As long as the South Kanara Brahmins were in South Kanara, Tulu was used widely. Tulu-speakers living outside South Kanara found that other languages competed for dominance - Kannada in Bangalore and other parts of Karnataka, other regional languages in other states, Hindi and English. My parents speak Tulu fine, since they were raised by first-generation immigrants/native settlers. I, on the other hand, was raised in Bombay by a second-generation immigrant (my father) and a quasi-first-generation immigrant(my mother traveled quite a bit in her childhood). My Tulu is considerably inferior and less frequently spoken compared to my parents. My daughter, born and being raised in the US, may not speak Tulu as an adult, going by the experience of other families such as us. Given that most of the younger Tulu-speaking population lives outside of South Kanara, the newer generation is going to grow up outside of their native place, and many even outside their country of origin. The language is doomed!
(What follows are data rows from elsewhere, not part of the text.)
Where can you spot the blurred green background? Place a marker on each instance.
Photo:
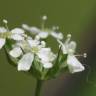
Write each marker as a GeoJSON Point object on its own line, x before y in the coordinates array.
{"type": "Point", "coordinates": [77, 17]}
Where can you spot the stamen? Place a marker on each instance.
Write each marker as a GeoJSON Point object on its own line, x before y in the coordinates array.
{"type": "Point", "coordinates": [44, 18]}
{"type": "Point", "coordinates": [6, 22]}
{"type": "Point", "coordinates": [54, 28]}
{"type": "Point", "coordinates": [82, 55]}
{"type": "Point", "coordinates": [68, 38]}
{"type": "Point", "coordinates": [68, 35]}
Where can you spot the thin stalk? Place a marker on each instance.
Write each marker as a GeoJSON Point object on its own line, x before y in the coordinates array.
{"type": "Point", "coordinates": [38, 88]}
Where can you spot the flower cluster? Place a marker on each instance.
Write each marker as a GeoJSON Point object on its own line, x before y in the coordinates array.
{"type": "Point", "coordinates": [27, 48]}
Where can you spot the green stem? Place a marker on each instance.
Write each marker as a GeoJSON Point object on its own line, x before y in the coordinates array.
{"type": "Point", "coordinates": [38, 88]}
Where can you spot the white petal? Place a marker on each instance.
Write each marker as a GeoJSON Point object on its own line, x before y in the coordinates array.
{"type": "Point", "coordinates": [33, 42]}
{"type": "Point", "coordinates": [2, 42]}
{"type": "Point", "coordinates": [3, 30]}
{"type": "Point", "coordinates": [74, 65]}
{"type": "Point", "coordinates": [43, 54]}
{"type": "Point", "coordinates": [26, 62]}
{"type": "Point", "coordinates": [25, 26]}
{"type": "Point", "coordinates": [34, 30]}
{"type": "Point", "coordinates": [17, 37]}
{"type": "Point", "coordinates": [57, 35]}
{"type": "Point", "coordinates": [72, 47]}
{"type": "Point", "coordinates": [17, 31]}
{"type": "Point", "coordinates": [65, 51]}
{"type": "Point", "coordinates": [47, 65]}
{"type": "Point", "coordinates": [43, 35]}
{"type": "Point", "coordinates": [16, 52]}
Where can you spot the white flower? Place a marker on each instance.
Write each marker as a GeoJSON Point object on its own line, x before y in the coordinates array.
{"type": "Point", "coordinates": [57, 35]}
{"type": "Point", "coordinates": [47, 57]}
{"type": "Point", "coordinates": [15, 34]}
{"type": "Point", "coordinates": [43, 35]}
{"type": "Point", "coordinates": [2, 42]}
{"type": "Point", "coordinates": [25, 62]}
{"type": "Point", "coordinates": [30, 48]}
{"type": "Point", "coordinates": [16, 52]}
{"type": "Point", "coordinates": [69, 48]}
{"type": "Point", "coordinates": [74, 65]}
{"type": "Point", "coordinates": [2, 38]}
{"type": "Point", "coordinates": [33, 30]}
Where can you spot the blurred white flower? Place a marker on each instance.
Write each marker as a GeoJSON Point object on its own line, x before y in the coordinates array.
{"type": "Point", "coordinates": [57, 35]}
{"type": "Point", "coordinates": [69, 48]}
{"type": "Point", "coordinates": [47, 57]}
{"type": "Point", "coordinates": [25, 62]}
{"type": "Point", "coordinates": [16, 52]}
{"type": "Point", "coordinates": [30, 48]}
{"type": "Point", "coordinates": [15, 34]}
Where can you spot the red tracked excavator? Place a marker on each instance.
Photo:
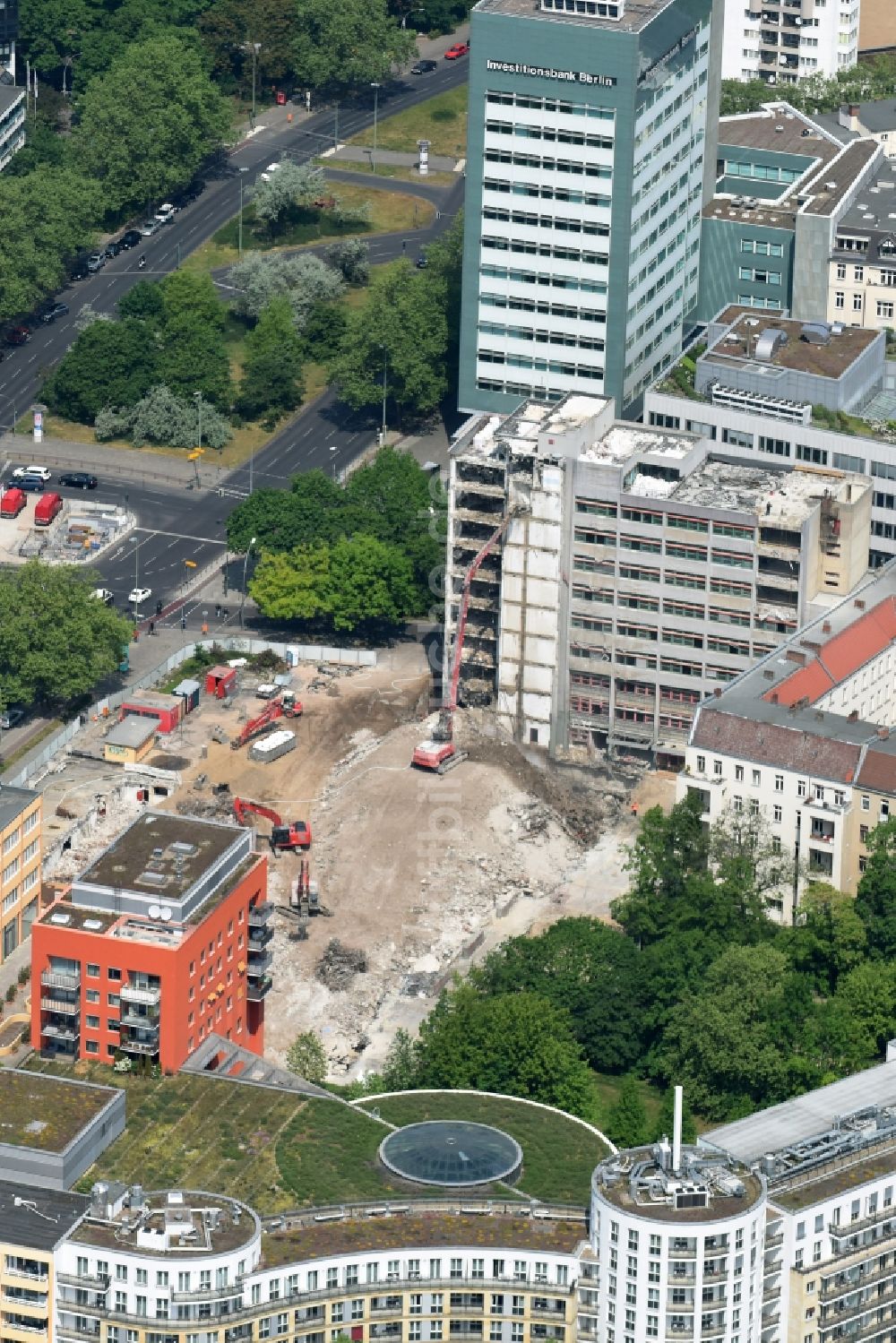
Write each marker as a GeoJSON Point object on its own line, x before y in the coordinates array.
{"type": "Point", "coordinates": [296, 834]}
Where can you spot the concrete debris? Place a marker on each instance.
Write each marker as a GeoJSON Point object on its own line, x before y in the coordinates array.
{"type": "Point", "coordinates": [339, 965]}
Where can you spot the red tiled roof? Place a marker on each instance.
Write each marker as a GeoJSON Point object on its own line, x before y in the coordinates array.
{"type": "Point", "coordinates": [775, 745]}
{"type": "Point", "coordinates": [879, 771]}
{"type": "Point", "coordinates": [841, 656]}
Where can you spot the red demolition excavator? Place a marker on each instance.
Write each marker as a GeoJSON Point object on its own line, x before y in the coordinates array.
{"type": "Point", "coordinates": [440, 753]}
{"type": "Point", "coordinates": [284, 707]}
{"type": "Point", "coordinates": [296, 834]}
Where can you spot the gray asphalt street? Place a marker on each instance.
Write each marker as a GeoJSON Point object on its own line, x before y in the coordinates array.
{"type": "Point", "coordinates": [177, 522]}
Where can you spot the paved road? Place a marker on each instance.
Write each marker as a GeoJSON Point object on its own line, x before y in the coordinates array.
{"type": "Point", "coordinates": [325, 435]}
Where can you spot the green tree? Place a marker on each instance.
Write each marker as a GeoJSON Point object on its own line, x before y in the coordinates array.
{"type": "Point", "coordinates": [829, 938]}
{"type": "Point", "coordinates": [373, 584]}
{"type": "Point", "coordinates": [45, 218]}
{"type": "Point", "coordinates": [590, 970]}
{"type": "Point", "coordinates": [306, 1057]}
{"type": "Point", "coordinates": [516, 1044]}
{"type": "Point", "coordinates": [56, 640]}
{"type": "Point", "coordinates": [295, 584]}
{"type": "Point", "coordinates": [148, 123]}
{"type": "Point", "coordinates": [109, 364]}
{"type": "Point", "coordinates": [735, 1044]}
{"type": "Point", "coordinates": [876, 895]}
{"type": "Point", "coordinates": [280, 520]}
{"type": "Point", "coordinates": [273, 368]}
{"type": "Point", "coordinates": [287, 191]}
{"type": "Point", "coordinates": [665, 1123]}
{"type": "Point", "coordinates": [627, 1120]}
{"type": "Point", "coordinates": [400, 340]}
{"type": "Point", "coordinates": [347, 46]}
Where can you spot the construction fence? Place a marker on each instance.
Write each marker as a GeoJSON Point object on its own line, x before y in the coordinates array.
{"type": "Point", "coordinates": [237, 646]}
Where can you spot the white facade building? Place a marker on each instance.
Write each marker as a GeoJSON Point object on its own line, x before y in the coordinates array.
{"type": "Point", "coordinates": [785, 42]}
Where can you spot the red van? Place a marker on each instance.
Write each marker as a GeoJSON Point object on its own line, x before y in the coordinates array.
{"type": "Point", "coordinates": [46, 509]}
{"type": "Point", "coordinates": [13, 503]}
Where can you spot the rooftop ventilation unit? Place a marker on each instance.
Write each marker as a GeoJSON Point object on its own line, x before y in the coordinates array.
{"type": "Point", "coordinates": [815, 333]}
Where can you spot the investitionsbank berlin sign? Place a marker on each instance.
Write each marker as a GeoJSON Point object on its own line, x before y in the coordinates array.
{"type": "Point", "coordinates": [516, 67]}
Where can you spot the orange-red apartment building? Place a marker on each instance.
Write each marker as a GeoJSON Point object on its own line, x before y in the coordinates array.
{"type": "Point", "coordinates": [160, 943]}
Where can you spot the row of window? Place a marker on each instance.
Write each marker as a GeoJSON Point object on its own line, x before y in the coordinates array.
{"type": "Point", "coordinates": [557, 134]}
{"type": "Point", "coordinates": [547, 164]}
{"type": "Point", "coordinates": [547, 281]}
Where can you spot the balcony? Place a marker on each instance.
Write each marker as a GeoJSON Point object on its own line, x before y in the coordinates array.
{"type": "Point", "coordinates": [136, 1022]}
{"type": "Point", "coordinates": [59, 1005]}
{"type": "Point", "coordinates": [140, 994]}
{"type": "Point", "coordinates": [260, 962]}
{"type": "Point", "coordinates": [139, 1046]}
{"type": "Point", "coordinates": [56, 979]}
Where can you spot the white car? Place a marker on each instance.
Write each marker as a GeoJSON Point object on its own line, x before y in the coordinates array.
{"type": "Point", "coordinates": [21, 471]}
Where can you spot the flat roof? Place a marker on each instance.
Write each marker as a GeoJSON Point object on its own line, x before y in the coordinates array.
{"type": "Point", "coordinates": [13, 802]}
{"type": "Point", "coordinates": [309, 1240]}
{"type": "Point", "coordinates": [783, 497]}
{"type": "Point", "coordinates": [637, 13]}
{"type": "Point", "coordinates": [837, 179]}
{"type": "Point", "coordinates": [38, 1218]}
{"type": "Point", "coordinates": [132, 731]}
{"type": "Point", "coordinates": [180, 849]}
{"type": "Point", "coordinates": [737, 345]}
{"type": "Point", "coordinates": [46, 1112]}
{"type": "Point", "coordinates": [778, 128]}
{"type": "Point", "coordinates": [805, 1116]}
{"type": "Point", "coordinates": [177, 1218]}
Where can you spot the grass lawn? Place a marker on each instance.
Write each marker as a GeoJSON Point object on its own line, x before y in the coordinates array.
{"type": "Point", "coordinates": [540, 1133]}
{"type": "Point", "coordinates": [392, 212]}
{"type": "Point", "coordinates": [441, 120]}
{"type": "Point", "coordinates": [398, 172]}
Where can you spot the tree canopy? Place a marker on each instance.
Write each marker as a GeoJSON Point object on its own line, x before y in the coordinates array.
{"type": "Point", "coordinates": [56, 641]}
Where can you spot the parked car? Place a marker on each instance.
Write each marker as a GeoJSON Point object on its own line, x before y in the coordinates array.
{"type": "Point", "coordinates": [80, 479]}
{"type": "Point", "coordinates": [50, 314]}
{"type": "Point", "coordinates": [21, 471]}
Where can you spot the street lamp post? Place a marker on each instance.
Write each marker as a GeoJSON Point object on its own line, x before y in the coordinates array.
{"type": "Point", "coordinates": [376, 96]}
{"type": "Point", "coordinates": [249, 551]}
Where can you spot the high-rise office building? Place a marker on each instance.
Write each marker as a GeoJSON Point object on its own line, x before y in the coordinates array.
{"type": "Point", "coordinates": [785, 42]}
{"type": "Point", "coordinates": [590, 126]}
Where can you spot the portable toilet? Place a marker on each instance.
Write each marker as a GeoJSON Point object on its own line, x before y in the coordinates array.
{"type": "Point", "coordinates": [220, 681]}
{"type": "Point", "coordinates": [188, 692]}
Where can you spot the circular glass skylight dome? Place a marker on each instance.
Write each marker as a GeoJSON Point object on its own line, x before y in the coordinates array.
{"type": "Point", "coordinates": [452, 1152]}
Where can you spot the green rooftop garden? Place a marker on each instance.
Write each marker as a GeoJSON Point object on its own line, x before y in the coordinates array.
{"type": "Point", "coordinates": [280, 1151]}
{"type": "Point", "coordinates": [43, 1112]}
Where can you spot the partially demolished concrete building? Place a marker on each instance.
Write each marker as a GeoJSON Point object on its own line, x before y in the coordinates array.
{"type": "Point", "coordinates": [640, 568]}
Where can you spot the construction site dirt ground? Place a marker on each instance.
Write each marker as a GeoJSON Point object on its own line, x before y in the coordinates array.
{"type": "Point", "coordinates": [421, 874]}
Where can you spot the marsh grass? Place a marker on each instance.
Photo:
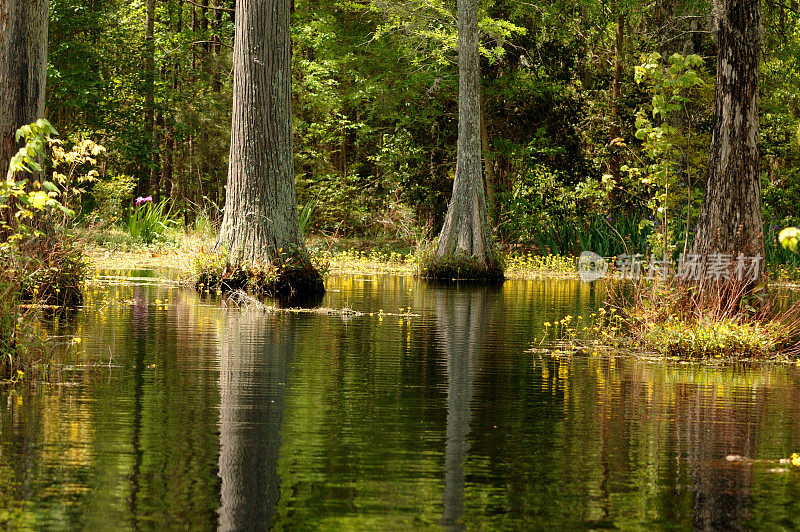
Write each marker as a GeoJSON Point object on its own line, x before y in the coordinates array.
{"type": "Point", "coordinates": [715, 320]}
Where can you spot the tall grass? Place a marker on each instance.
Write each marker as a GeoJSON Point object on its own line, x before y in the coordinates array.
{"type": "Point", "coordinates": [605, 235]}
{"type": "Point", "coordinates": [150, 222]}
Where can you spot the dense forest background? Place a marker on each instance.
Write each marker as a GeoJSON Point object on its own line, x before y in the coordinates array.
{"type": "Point", "coordinates": [590, 123]}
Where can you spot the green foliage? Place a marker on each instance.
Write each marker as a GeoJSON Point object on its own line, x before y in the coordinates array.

So what can we do? I hardly suggest containing emigration, cross-cultural marriages, or any such ridiculous proposition for the sake of the preservation of my mother tongue. I wouldn't even go so far as to say that we should force our children to speak our mother tongue. I encourage my daughter to speak in Tulu, but with even my Tulu-speaking husband speaking to her mostly in English, I find it's a losing battle. I am no Tulu pandit, but the thought of even my beginner's Tulu ending with me is disconcerting. I am surprised that I feel like this, and am beginning to think it's the evolutionary instinct at play here. Aware of our mortality, we want to transcend death by leaving behind our language, culture and genes with our children. A tenuous hypothesis, but enough to satisfy my puzzlement at my sudden affinity to my mother tongue. For now, I am a passive observer, witnessing and doing little else about the slow death of a language.